A Deleuzian feminism: Philosophy, theology and ethics

Date of Award

8-2006

Degree Type

Dissertation

Degree Name

Doctor of Philosophy (PhD)

Department

Religion

Advisor(s)

Gregg Lambert

Keywords

Feminism, Philosophy, Theology, Ethics, Gilles Deleuze

Subject Categories

Religious Thought, Theology and Philosophy of Religion | Women's Studies

Abstract

This dissertation is at once a critique of the historical development of Second Wave feminist theory and a proposal for a new image of feminist thought which finds its point of departure beyond the sexual binarism and reactive formations of identity that have traditionally framed this theoretical project. A Deleuzian Feminism offers a conceptual field in which the actualizations of woman may be viewed as singular events or unique conducts of embodied existence while feminist thought may be seen as the means to a more than personal life.
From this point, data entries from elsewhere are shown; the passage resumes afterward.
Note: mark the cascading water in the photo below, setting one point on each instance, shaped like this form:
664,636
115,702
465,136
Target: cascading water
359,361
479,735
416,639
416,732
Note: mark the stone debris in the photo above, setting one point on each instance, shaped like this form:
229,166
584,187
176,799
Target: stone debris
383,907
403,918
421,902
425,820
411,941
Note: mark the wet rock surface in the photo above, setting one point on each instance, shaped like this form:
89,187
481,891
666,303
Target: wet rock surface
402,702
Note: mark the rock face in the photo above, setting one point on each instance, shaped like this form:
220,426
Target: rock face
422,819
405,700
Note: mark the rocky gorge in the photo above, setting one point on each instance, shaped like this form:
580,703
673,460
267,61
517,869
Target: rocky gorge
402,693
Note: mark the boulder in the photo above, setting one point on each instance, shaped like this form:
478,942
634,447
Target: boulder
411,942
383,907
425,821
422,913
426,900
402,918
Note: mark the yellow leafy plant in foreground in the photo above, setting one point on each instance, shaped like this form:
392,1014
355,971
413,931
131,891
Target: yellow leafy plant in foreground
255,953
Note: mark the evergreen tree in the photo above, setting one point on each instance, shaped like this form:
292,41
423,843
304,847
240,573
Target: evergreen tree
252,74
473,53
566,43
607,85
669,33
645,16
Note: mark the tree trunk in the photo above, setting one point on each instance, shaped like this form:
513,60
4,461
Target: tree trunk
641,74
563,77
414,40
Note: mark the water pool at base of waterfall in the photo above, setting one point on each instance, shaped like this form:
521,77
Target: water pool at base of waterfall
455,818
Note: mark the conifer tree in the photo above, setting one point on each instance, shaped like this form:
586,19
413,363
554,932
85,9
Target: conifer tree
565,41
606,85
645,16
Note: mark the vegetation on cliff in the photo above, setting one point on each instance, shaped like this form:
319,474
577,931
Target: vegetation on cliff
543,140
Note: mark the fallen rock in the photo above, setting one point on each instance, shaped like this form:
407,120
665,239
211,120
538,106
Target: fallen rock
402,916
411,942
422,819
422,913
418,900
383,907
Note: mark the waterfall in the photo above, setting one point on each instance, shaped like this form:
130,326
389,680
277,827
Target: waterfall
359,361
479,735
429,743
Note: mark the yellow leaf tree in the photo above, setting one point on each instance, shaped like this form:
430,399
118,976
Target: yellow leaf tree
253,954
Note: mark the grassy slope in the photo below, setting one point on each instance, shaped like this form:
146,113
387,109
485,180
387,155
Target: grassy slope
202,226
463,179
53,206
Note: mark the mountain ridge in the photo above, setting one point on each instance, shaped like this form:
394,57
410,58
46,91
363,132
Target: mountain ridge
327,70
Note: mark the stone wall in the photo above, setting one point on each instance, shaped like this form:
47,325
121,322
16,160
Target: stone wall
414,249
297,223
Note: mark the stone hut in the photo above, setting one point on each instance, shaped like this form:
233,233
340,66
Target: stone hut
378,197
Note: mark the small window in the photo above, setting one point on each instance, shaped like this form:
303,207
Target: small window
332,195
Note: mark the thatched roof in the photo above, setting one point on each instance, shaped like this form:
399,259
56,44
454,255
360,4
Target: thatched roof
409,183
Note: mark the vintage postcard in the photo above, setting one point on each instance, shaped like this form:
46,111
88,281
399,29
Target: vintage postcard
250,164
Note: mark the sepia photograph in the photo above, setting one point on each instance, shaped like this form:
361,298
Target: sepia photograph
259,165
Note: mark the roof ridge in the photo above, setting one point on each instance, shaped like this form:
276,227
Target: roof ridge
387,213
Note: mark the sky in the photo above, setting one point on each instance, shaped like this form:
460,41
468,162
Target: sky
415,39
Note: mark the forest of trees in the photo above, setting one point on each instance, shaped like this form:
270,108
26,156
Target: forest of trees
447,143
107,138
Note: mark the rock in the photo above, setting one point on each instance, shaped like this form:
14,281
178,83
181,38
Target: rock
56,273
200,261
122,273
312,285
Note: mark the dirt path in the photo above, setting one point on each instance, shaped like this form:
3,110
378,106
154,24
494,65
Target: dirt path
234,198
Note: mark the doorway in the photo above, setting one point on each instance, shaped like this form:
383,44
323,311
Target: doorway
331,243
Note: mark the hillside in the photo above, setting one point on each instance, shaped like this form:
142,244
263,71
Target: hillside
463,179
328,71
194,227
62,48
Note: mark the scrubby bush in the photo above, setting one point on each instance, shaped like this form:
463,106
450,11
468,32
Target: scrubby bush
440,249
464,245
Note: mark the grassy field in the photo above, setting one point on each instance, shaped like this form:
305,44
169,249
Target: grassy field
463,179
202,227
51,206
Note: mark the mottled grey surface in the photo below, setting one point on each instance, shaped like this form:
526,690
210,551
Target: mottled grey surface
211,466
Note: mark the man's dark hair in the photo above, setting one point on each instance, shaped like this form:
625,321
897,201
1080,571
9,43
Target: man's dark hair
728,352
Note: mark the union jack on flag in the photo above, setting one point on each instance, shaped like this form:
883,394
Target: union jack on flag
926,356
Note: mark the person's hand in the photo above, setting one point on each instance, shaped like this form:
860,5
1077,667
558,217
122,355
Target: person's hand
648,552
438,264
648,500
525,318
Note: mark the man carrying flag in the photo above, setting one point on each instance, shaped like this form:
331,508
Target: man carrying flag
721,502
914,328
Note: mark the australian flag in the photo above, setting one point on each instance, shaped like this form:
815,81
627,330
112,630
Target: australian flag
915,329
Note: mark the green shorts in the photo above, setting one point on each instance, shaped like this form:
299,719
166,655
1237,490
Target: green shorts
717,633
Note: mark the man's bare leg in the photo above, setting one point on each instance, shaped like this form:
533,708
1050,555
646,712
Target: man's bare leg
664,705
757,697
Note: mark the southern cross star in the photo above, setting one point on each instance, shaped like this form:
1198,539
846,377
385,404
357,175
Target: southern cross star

Within this conceptual field sexual difference is no longer tied to structures of homogeneity but to heterogeneous assemblages that are inventions both of immediate encounters and the network of interdependent assemblages that make all experience possible. Far from being obligated to a specific order or held hostage to the functioning of a single signifier, sexuality is now an effect, an affect, a production of intensive relations which does not precede or exceed its immediate expression. In this sense "woman" becomes an experiment, a possibility, a possible world, while feminist ethics becomes an ethics of encounter focused on a sustainable future for both human society and the global ecosphere.